Divieto di uscire di casa, attività commerciali serrate, fabbriche ferme, scuole chiuse: era il 9 marzo 2020, l’Italia entrava in lockdown. Nessuno, all’epoca, avrebbe potuto immaginare che un anno dopo la morsa del Covid-19 sarebbe stata ancora così stretta, tanto aggressivo il virus anche nelle sue varianti. In questi mesi l’azione del governo guidato da Giuseppe Conte è stata efficiente su molti aspetti, deludente su altri. Gli sforzi non sono comunque bastati a fermare la pandemia. La situazione dell’Italia è ancora grave, la curva epidemiologica continua a salire, tanto che il ministro della Salute Roberto Speranza ha annunciato «decisioni coerenti con la sfida che abbiamo di fronte».

Altri Stati europei — Francia e Germania soprattutto — non stanno meglio. Anzi. Ma rispetto a noi hanno una situazione economica più stabile e hanno messo in atto misure drastiche con la chiusura di numerose attività e il coprifuoco anticipato. È una strada che l’Italia sta cercando di non prendere, un’eventualità che si sta tentando in ogni modo di scongiurare. Ma per farlo è necessario cambiare completamente registro. Mettere a punto una nuova strategia di attacco, affrontare l’emergenza come una battaglia che non si può e non si deve perdere. Rendere davvero efficace quella campagna vaccinale che, per le carenze del governo Conte, gli errori gravi commessi dall’Unione europea e i ritardi pesanti delle aziende farmaceutiche, sta creando evidenti difficoltà.

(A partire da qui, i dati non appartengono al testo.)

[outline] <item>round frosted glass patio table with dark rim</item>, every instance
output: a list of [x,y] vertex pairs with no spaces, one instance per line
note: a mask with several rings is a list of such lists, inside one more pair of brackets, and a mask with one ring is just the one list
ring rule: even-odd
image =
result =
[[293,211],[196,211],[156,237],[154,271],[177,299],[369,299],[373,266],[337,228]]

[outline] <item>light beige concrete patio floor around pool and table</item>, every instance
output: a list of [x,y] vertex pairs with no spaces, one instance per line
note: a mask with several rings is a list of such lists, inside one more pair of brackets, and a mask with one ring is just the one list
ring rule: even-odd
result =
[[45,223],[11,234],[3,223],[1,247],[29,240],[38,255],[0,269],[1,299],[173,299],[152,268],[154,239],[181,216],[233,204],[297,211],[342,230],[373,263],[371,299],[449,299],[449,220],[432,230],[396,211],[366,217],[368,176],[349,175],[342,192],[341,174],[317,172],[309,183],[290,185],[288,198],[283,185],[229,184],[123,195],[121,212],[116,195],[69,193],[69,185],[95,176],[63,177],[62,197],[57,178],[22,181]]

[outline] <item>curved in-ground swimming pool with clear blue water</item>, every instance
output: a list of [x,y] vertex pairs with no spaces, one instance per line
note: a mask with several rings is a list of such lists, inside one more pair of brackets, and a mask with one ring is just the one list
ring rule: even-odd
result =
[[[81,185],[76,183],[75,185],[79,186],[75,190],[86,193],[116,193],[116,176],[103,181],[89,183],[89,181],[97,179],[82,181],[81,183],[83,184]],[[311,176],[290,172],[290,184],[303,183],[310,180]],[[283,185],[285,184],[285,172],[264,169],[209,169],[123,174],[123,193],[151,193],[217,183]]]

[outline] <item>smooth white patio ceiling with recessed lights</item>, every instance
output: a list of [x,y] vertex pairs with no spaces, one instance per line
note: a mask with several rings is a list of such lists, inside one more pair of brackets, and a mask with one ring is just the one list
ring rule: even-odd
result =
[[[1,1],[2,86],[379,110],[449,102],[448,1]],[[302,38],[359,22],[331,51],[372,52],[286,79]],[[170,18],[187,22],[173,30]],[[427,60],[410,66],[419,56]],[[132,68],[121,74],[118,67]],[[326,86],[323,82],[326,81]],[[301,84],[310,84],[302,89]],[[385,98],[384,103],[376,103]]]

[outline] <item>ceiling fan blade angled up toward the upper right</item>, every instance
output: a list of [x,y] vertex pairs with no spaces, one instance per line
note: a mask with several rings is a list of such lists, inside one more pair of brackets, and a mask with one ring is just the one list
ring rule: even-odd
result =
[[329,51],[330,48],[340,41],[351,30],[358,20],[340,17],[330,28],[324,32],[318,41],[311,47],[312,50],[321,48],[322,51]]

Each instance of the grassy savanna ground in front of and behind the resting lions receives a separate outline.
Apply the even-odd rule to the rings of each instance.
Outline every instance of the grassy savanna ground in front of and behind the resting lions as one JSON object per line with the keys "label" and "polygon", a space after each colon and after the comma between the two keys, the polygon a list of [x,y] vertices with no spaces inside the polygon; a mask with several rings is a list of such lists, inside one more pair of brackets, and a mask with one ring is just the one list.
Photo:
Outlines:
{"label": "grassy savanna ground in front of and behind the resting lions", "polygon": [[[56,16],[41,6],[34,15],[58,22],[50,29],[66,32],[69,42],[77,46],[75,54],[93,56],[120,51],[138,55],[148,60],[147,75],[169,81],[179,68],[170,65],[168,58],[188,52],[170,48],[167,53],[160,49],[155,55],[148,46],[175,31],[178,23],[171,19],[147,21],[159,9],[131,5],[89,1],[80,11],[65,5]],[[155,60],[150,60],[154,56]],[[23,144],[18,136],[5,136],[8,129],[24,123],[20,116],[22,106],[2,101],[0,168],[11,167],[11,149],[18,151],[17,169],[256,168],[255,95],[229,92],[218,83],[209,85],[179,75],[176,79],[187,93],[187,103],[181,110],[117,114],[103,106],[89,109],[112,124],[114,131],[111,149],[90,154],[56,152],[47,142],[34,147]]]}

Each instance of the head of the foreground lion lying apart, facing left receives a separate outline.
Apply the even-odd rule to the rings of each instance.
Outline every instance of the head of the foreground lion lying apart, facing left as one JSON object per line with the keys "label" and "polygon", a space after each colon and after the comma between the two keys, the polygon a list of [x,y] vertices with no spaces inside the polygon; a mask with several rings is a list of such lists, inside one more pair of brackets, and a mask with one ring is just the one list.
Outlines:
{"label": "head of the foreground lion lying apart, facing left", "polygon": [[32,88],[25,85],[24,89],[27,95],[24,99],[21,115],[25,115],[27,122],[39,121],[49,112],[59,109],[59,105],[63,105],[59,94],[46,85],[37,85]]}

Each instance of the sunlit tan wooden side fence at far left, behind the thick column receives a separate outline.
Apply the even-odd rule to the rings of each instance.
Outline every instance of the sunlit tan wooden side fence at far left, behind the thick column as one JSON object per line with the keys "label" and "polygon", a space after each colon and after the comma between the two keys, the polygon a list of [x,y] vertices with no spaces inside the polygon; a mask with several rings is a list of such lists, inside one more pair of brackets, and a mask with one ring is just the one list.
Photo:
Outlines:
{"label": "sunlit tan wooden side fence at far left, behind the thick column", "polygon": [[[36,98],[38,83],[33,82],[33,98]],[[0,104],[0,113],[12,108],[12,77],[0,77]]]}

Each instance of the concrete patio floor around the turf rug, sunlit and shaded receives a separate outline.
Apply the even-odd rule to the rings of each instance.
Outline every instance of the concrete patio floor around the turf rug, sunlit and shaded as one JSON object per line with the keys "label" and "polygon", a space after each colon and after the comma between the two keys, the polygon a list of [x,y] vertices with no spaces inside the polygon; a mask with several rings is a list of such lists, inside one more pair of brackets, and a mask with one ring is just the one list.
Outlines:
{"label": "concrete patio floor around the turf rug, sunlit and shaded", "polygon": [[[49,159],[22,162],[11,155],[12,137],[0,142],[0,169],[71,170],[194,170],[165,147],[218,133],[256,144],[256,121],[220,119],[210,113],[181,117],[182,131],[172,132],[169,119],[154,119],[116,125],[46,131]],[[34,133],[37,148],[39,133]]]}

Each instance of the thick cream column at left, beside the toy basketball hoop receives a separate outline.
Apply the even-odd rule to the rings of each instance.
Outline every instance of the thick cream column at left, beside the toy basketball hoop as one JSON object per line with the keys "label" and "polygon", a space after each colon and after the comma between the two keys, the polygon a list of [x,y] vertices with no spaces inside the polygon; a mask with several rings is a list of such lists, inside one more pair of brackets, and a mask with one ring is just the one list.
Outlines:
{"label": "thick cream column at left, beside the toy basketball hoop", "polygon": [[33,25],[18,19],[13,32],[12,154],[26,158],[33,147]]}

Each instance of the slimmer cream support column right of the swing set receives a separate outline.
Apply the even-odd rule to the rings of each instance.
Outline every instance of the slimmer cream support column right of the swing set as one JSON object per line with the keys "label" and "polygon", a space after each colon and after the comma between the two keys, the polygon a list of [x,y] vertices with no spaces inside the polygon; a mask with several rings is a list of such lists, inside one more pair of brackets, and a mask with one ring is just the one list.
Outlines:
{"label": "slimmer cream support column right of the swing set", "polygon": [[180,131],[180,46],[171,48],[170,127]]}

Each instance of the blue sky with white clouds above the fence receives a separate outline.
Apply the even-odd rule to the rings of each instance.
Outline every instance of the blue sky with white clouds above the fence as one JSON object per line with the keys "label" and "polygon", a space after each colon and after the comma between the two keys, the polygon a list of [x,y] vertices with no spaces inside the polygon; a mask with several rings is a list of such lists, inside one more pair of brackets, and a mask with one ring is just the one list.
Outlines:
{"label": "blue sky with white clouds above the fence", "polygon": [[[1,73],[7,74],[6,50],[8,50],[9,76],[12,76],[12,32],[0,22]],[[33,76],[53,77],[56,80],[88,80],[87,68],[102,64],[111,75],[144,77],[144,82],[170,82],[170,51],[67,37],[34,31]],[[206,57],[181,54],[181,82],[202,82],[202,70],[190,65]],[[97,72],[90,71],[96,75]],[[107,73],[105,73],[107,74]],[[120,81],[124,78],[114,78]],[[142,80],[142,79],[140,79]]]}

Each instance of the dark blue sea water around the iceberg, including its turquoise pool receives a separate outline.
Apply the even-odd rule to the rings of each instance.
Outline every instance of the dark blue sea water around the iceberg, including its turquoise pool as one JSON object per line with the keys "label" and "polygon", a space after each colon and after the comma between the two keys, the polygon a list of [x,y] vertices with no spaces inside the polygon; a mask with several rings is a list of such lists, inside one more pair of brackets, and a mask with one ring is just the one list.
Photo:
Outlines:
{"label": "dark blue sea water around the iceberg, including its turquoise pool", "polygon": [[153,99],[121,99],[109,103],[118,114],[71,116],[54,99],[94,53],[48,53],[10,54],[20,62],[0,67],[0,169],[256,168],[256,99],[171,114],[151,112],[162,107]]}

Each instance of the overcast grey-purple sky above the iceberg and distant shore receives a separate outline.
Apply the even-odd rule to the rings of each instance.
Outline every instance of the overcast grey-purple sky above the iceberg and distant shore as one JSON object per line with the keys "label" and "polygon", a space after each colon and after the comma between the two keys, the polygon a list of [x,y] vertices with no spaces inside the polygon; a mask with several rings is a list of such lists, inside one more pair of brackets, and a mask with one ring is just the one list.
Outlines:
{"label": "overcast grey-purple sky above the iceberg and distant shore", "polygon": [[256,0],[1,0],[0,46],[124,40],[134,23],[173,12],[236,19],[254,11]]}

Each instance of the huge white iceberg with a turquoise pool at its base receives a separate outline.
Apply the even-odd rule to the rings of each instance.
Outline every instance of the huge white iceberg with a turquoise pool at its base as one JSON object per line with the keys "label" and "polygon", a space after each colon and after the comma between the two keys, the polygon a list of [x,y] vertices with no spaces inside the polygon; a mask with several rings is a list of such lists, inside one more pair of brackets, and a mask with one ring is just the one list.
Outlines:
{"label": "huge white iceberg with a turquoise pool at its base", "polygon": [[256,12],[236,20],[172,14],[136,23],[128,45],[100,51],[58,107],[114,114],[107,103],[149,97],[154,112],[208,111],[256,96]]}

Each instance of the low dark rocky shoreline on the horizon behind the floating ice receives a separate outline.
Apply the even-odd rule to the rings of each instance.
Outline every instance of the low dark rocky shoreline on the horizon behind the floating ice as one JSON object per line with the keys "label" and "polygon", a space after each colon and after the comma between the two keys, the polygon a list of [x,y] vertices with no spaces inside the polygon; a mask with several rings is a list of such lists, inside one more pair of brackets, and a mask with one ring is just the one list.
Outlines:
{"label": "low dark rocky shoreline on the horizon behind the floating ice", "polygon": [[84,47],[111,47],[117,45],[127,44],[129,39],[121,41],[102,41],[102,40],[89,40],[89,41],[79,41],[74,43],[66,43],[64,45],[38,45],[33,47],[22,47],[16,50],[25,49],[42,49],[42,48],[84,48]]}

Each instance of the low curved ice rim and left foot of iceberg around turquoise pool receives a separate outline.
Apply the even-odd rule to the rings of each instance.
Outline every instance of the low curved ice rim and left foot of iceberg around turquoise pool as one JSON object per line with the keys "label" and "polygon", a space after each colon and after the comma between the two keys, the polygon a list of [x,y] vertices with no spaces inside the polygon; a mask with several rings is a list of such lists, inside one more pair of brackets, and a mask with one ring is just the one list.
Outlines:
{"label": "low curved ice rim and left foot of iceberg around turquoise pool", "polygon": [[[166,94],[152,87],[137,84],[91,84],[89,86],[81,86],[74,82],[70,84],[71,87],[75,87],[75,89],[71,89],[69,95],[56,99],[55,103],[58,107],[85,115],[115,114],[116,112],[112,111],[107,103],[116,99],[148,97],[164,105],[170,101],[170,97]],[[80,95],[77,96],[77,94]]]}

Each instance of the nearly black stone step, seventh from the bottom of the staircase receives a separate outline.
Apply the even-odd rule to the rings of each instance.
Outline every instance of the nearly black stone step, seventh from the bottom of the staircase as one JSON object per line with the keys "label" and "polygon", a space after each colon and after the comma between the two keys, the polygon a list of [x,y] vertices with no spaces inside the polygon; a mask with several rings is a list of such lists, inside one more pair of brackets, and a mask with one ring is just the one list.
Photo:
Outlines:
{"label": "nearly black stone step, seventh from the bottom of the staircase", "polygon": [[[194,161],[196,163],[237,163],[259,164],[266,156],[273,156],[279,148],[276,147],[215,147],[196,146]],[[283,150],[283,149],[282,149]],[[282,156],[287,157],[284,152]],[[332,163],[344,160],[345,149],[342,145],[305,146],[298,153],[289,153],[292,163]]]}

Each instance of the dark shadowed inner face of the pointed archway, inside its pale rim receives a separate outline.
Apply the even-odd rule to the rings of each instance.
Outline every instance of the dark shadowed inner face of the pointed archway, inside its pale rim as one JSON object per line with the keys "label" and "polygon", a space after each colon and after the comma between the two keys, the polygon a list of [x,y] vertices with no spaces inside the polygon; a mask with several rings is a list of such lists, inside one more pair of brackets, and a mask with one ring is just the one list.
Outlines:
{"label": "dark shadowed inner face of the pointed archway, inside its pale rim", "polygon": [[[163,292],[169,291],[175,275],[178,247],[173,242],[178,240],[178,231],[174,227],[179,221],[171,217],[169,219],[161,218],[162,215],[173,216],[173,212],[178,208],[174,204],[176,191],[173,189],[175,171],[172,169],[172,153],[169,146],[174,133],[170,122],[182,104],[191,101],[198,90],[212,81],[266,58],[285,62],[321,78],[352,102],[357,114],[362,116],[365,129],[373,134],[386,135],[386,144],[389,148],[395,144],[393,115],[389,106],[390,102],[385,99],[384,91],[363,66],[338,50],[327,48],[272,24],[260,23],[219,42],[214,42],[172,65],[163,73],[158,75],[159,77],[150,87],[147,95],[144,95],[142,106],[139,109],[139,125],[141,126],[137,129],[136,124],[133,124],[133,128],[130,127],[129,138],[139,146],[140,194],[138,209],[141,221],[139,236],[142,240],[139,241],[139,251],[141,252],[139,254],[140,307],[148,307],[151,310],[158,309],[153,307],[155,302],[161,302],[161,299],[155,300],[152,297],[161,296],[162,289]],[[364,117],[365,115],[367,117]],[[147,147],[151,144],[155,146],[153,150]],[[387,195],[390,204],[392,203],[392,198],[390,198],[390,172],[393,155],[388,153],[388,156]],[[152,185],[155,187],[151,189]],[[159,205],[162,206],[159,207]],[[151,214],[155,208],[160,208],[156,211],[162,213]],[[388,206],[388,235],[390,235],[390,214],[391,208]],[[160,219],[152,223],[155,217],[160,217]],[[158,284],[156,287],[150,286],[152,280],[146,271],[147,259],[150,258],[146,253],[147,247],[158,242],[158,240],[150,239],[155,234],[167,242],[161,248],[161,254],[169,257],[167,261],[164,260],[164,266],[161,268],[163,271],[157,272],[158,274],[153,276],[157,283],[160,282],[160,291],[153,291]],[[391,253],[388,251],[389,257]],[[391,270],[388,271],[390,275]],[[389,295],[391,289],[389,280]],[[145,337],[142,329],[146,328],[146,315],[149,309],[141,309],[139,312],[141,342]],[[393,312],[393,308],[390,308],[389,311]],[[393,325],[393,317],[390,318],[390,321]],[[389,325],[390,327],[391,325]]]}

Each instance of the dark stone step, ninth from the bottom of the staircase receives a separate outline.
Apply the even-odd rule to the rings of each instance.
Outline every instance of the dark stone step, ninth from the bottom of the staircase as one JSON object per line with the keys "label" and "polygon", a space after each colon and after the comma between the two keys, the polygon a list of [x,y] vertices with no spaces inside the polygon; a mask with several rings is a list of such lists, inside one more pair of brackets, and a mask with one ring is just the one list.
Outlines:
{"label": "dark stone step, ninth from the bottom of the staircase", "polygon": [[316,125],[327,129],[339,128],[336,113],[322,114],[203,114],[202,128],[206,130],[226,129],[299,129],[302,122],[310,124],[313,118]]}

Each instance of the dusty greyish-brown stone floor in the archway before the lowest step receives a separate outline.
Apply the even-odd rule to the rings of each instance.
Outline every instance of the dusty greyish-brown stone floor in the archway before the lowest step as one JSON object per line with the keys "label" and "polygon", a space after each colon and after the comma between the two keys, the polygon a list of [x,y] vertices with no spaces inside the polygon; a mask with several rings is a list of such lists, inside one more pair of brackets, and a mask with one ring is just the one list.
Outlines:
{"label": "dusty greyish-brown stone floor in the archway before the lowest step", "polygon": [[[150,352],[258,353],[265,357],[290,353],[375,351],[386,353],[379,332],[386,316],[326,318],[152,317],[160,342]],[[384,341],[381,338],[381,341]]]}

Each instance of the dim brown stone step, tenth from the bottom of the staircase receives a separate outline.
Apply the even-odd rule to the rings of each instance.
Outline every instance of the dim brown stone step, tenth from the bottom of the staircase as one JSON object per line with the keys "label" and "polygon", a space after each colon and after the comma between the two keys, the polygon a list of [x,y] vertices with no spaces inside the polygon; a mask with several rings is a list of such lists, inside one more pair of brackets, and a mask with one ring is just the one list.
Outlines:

I tre uomini che il presidente del Consiglio Mario Draghi ha scelto per fare squadra e vincere questa sfida, sono certamente all’altezza del compito. Il generale Francesco Paolo Figliuolo ha un curriculum che vanta, soltanto per giudicare l’ultimo periodo, competenze specifiche proprio nelle azioni di contrasto al Covid-19 grazie alla capacità di organizzare la logistica e gestire le situazioni di crisi. Fabrizio Curcio ha guidato la Protezione civile quando i terremoti e le catastrofi provocavano migliaia di morti e di sfollati. Franco Gabrielli è un investigatore di razza che è stato al vertice dei servizi segreti, della Protezione civile e poi della polizia sempre con il passo giusto, individuando la strategia adatta ad ogni contesto.